Mount: A lot of companies have a dashboard and a risk register. The dashboard is more of a summarised view, and gives companies an idea of which risks are getting out of control, but you have to develop those limits and triggers, and be alert all the way down to the individual risk level.
Organisations have to identify someone who’s assigned to each risk and identify the limit. They should be aware of the procedure—who is notiﬁed when a limit’s exceeded and what risk mitigation will be taken as a result. There should also be back-up plans for when a company’s ﬁrst control is not available or can’t be implemented.
Who within an organisation should be made aware of risk breaches?
Reisner: The chief risk ofﬁcer or, if there isn’t one, the ERM committee or the most senior level of management. We rate companies of all sizes, and we understand that not all may have a dedicated individual purely to manage risk.

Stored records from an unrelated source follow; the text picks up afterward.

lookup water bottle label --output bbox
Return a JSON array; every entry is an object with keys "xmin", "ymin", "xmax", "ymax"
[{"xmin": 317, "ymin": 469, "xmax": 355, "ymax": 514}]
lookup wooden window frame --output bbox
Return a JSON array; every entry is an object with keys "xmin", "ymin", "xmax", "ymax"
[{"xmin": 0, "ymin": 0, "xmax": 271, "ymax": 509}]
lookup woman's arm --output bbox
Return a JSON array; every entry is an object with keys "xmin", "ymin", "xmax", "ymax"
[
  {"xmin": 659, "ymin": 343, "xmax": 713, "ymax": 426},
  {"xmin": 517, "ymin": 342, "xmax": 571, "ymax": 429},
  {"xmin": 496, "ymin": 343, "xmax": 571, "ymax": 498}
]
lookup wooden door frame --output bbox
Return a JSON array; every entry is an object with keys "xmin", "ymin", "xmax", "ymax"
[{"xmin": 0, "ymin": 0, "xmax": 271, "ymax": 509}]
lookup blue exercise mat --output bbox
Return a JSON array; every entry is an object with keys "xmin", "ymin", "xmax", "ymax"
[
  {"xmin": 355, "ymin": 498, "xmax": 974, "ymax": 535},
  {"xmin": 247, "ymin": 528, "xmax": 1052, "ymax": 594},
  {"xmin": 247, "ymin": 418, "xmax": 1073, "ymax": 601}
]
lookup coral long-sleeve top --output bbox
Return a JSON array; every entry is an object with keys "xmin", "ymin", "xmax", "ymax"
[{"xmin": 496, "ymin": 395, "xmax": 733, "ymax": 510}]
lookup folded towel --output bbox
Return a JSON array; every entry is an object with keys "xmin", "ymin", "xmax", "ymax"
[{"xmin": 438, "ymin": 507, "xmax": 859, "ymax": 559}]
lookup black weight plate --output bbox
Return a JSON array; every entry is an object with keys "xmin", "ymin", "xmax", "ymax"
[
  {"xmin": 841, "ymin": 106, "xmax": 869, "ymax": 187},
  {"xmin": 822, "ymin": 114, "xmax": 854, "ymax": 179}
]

In a lot of businesses, a chief executive might double as the chief risk ofﬁcer or chief ﬁnancial ofﬁcer. Either way, whoever’s assigned to monitoring risk from a corporate-wide perspective should be kept abreast of breaches. It should also be ﬂagged throughout the organisation—from underwriters and actuaries up to the senior levels.
How concerned are you about cyber risk?
"Financial strength isn't just about the probability of something happening, but about having the ability to pay out when it does."
Mount: It’s not as pressing as a solvency issue, but it is an important concern, and companies are taking steps to mitigate it, because it’s a key operational risk. If there is a data breach within a company, then there’s potential for a lawsuit against the company. It’s happened for a number of companies, not just insurance ﬁrms, and the outcome depends on what type of data is stolen—if it’s just names and addresses, it’s probably not a big concern, but if it’s sensitive information such as driving licence and social security numbers, then that company could be facing lawsuits from those whose information was stolen and ﬁnes from regulators. There could also be some business interruption costs if an insurer’s systems were impacted by malicious software.
Reisner: From an underwriting perspective, we are aware of it, but we don’t look at every potential risk that’s out there for a company— we let them do their job. It does present a threat, but I think it may also present an opportunity, as companies could create a product or insure individuals or groups for that risk. If an insurer were to accumulate a large amount of cyber risk exposure, we would want to know how they are managing that exposure and what stress scenarios they are using to ensure their capital is appropriate.
Do you think the industry has shied away from too many risks in recent years?
Mount: It has happened in some areas such as terrorism—after September 11, insurers pulled back from coverage—but over time, the government offered to put in a backstop and insurance came back. It’s a balance between pricing and availability, and if companies were to start excluding everything then it would be a cause for concern, but some exclusion creates opportunities for other insurers to step in and ﬁll that gap in the market. And ultimately, it’s the policyholders’ decision—they will opt for whomever gives them the most coverage for their money.